Source : http://fr.reuters.com

Pour une définition légale de la rémunération supplémentaire de l’inventeur salarié.


A propos d’une invention issue du travail d’un salarié et réalisée par celui-ci dans le cadre de ses fonctions, l’article L.611-7 du Code de la propriété intellectuelle dispose que l’employeur, bien que titulaire ab initio des droits sur l’invention, doit néanmoins verser une « rémunération supplémentaire » à son salarié.

La loi n°2015-990 du 6 août 2015 a légèrement modifié cet article en instituant une obligation d’information du salarié par l’employeur quant au dépôt d’une demande de titre de propriété industrielle.

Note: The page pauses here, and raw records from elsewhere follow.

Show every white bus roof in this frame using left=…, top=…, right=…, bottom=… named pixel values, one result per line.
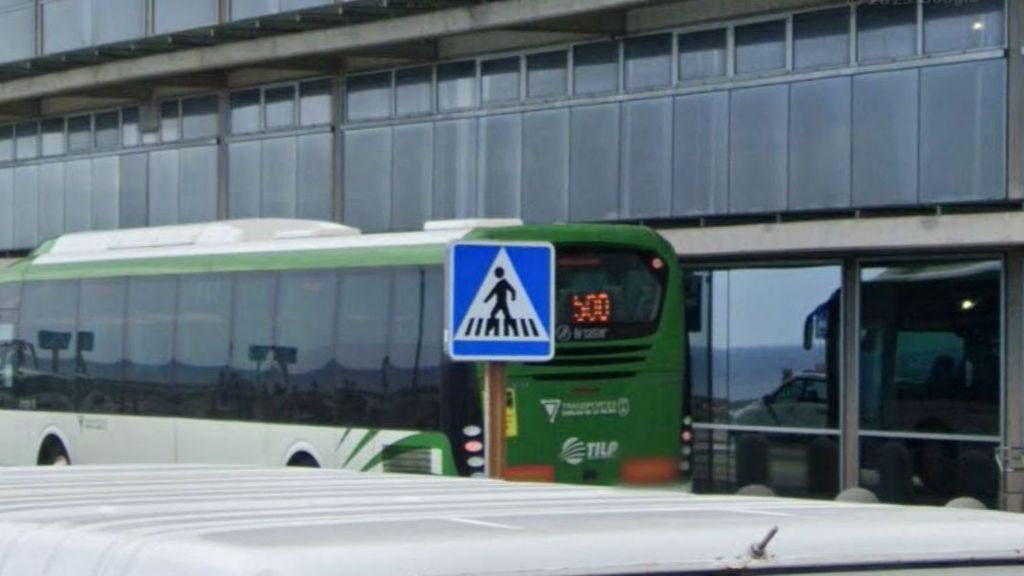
left=0, top=466, right=1024, bottom=576
left=35, top=218, right=522, bottom=264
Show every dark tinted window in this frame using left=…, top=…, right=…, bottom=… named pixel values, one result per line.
left=269, top=272, right=337, bottom=423
left=335, top=272, right=391, bottom=424
left=13, top=282, right=78, bottom=411
left=231, top=275, right=275, bottom=419
left=78, top=280, right=127, bottom=413
left=174, top=276, right=231, bottom=418
left=125, top=278, right=175, bottom=414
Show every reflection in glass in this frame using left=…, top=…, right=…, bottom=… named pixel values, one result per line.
left=480, top=56, right=519, bottom=102
left=437, top=60, right=476, bottom=111
left=572, top=41, right=618, bottom=94
left=687, top=265, right=841, bottom=428
left=860, top=434, right=999, bottom=508
left=925, top=0, right=1005, bottom=52
left=857, top=2, right=918, bottom=63
left=793, top=7, right=850, bottom=69
left=679, top=28, right=726, bottom=80
left=860, top=260, right=1001, bottom=436
left=735, top=20, right=785, bottom=74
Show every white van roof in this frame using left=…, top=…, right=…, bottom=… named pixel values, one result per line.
left=0, top=466, right=1024, bottom=576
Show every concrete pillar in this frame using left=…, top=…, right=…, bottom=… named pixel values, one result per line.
left=840, top=258, right=860, bottom=490
left=997, top=249, right=1024, bottom=511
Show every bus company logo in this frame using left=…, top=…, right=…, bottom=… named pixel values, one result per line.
left=541, top=398, right=630, bottom=424
left=558, top=437, right=618, bottom=466
left=541, top=398, right=562, bottom=424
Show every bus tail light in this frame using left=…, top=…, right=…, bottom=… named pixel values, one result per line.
left=505, top=464, right=555, bottom=482
left=622, top=457, right=678, bottom=484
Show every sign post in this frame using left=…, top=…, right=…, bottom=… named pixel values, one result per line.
left=444, top=241, right=555, bottom=478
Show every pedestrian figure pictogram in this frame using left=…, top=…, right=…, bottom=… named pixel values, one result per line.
left=450, top=240, right=553, bottom=356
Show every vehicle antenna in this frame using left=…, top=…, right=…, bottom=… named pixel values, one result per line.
left=751, top=526, right=778, bottom=560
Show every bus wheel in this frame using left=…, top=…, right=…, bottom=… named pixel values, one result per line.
left=36, top=436, right=71, bottom=466
left=288, top=452, right=319, bottom=468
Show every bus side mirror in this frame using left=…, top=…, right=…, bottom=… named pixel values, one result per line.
left=804, top=314, right=814, bottom=351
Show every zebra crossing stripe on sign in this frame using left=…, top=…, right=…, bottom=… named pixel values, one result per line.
left=456, top=248, right=550, bottom=342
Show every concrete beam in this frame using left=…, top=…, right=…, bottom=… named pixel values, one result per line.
left=0, top=0, right=652, bottom=102
left=659, top=211, right=1024, bottom=260
left=626, top=0, right=835, bottom=34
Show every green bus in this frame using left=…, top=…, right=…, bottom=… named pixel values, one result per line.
left=0, top=219, right=682, bottom=484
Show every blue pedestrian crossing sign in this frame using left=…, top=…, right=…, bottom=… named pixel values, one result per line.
left=444, top=241, right=555, bottom=362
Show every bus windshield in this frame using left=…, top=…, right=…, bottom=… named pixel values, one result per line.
left=555, top=248, right=666, bottom=341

Mais cette loi ne règle en rien la question la plus épineuse qui reste l’évaluation de cette rémunération supplémentaire.

Depuis une dizaine d’année, cette notion de rémunération supplémentaire revient au centre du débat. La jurisprudence a d’abord estimé qu’elle était obligatoire dans la mesure où le législateur avait modifié l’article L 611-7, rédigé désormais de manière impérative : « le salarié (…) bénéficie d’une rémunération supplémentaire ». C’est en ce sens que s’est prononcée la Cour de cassation, le 22 février 2005. Après avoir rappelé le caractère obligatoire de la rémunération due au salarié pour une invention de mission, la Cour a considéré que son attribution ne pouvait en conséquence être subordonnée, par une convention collective, à des conditions particulières telles que l’intérêt exceptionnel de l’invention pour l’entreprise (Cass. Com., 22 février 2005, RG n° 03-11027).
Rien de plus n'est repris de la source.